Russia in lutto per la morte del Premio Nobel Zhores Alferov
Scomparso a 88 anni Zhores Alferov, premio Nobel nel 2000 per le sue ricerche sulle eterostrutture di semiconduttori. Il ricordo del mondo scientifico (e non solo)
Da un capo all’altro del pianeta, sono stati espressi unanimi giudizi sulla figura di Zhores I. Alferov, Premio Nobel per la Fisica nel 2000 (insieme agli americani Herbert Kroemer e Jack S.Killy), scomparso il 1 marzo scorso a 88 anni in un ospedale di San Pietroburgo. Un gigante della scienza, che con le sue scoperte ha offerto un contributo essenziale allo sviluppo delle conoscenze tecnologiche nel ventunesimo secolo.
Valutazioni convergenti nel riconoscere il fondamentale valore delle sue ricerche sulle eterostrutture di semiconduttori: la base scientifica da cui sono derivati laser, led, cellule solari, dvd e cellulari, ma anche altre importanti ricadute nell’elettronica ad alta velocità e nell’optoelettronica.
Innovazioni che hanno contribuito a cambiare profondamente la nostra vita. Le sue caratteristiche organizzative. I suoi modelli culturali. Quel “fondamentale lavoro nella tecnologia dell’informazione e della comunicazione”, in altre parole, di cui Alferov è stato indiscusso protagonista e che l’Accademia reale svedese delle scienze ha ritenuto meritevole del Premio Nobel.
Ma la scomparsa di Alferov non ha colpito solo la scienza. Non per caso, infatti, a dare la notizia della sua morte, attraverso l’agenzia di informazione ufficiale russa Tass, è stato il leader del partito comunista Gennady Zyuganov. Non un intervento di facciata, il suo, un’algida commemorazione, come altre volte è accaduto nella storia sovietica.
Zyuganov, al contrario, ha tracciato un orgoglioso profilo della vita di Alferov. A partire dai primi passi, mossi a Vitebsk, dove era nato il 15 marzo 1930, fino alle diverse esperienze attraverso cui si è dispiegata la sua azione: al servizio della scienza, senza dubbio, ma anche degli interessi collettivi che era stato chiamato a rappresentare in parlamento.
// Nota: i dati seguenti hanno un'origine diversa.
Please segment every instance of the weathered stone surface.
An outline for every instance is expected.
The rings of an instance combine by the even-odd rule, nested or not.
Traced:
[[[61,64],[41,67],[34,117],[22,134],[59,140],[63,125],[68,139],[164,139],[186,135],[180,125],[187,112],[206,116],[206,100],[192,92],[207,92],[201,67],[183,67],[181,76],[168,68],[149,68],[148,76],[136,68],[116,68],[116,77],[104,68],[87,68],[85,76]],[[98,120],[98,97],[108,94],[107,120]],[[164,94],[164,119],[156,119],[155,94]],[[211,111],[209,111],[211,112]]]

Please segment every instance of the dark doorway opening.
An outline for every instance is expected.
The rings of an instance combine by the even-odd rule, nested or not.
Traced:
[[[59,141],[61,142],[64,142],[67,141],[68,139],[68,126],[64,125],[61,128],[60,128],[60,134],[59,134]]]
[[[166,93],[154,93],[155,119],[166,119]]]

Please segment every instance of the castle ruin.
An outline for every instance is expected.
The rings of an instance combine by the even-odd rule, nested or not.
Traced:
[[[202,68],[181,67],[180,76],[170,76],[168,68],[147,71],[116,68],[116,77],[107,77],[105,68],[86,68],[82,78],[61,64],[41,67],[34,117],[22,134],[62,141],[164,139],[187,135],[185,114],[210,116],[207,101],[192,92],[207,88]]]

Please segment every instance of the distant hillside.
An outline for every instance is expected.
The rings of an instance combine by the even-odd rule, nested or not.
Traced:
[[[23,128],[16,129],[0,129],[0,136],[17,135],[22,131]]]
Da un lato, dunque, le prime ricerche al “Ioffe Institut” di Leningrado (San Pietroburgo) e il contributo alla costruzione della bomba a idrogeno e della flotta nucleare sottomarina sovietiche, fino al ruolo svolto nell’Accademia delle Scienze; dall’altro, il suo impegno politico, prima come membro del Soviet supremo dell’Urss, poi, intorno alla metà degli anni Novanta, come deputato del partito comunista nella Duma, l’assemblea legislativa russa.
Un doppio piano operativo (in larga parte condizionato dalle tensioni della “Guerra Fredda“) che consente di comprendere meglio, anche sul piano storico, la formazione culturale e la peculiare personalità di Alferov. Aperto, naturalmente, al confronto e incline alla collaborazione scientifica (specie con i colleghi americani). Pronto finanche a chiedere aiuto al Pentagono, quando negli anni Novanta i contributi statali per la scienza erano stati drasticamente ridotti e il destino dello “Ioffe Institut” sembrava irrimediabilmente segnato; ma contrario ai tentativi di riformare il sistema economico e istituzionale della Russia post sovietica.
Quasi a voler confermare il valore della pedagogia comunista alla cui fonte si era abbeverato prima nell’ambiente familiare (il padre lo chiamò Zhores in ricordo del leader socialista francese Jean Jaurès, mentre agli altri due figli diede i nomi di Marx e Karl Marx), poi nella severa quotidianità degli anni giovanili fino al conseguimento della laurea all’Istituto Elettrotecnico “Lenin” di Leningrado.
Non a caso, incontrando i giornalisti, o in occasione di eventi culturali in cui era scontato il riferimento al Premio Nobel ricevuto nel 2000, Alferov amava ricordare di essere stato insignito anche del Premio Lenin (1972), del Premio di Stato dell’Urss (1984), del Premio Ioffe (1996) e del Premio Demidoff (1999).
Come a dire che le sue radici, i suoi valori, erano quelli di sempre. E che nulla al mondo, neanche il Premio Nobel, gli avrebbe fatto mai cambiare idea.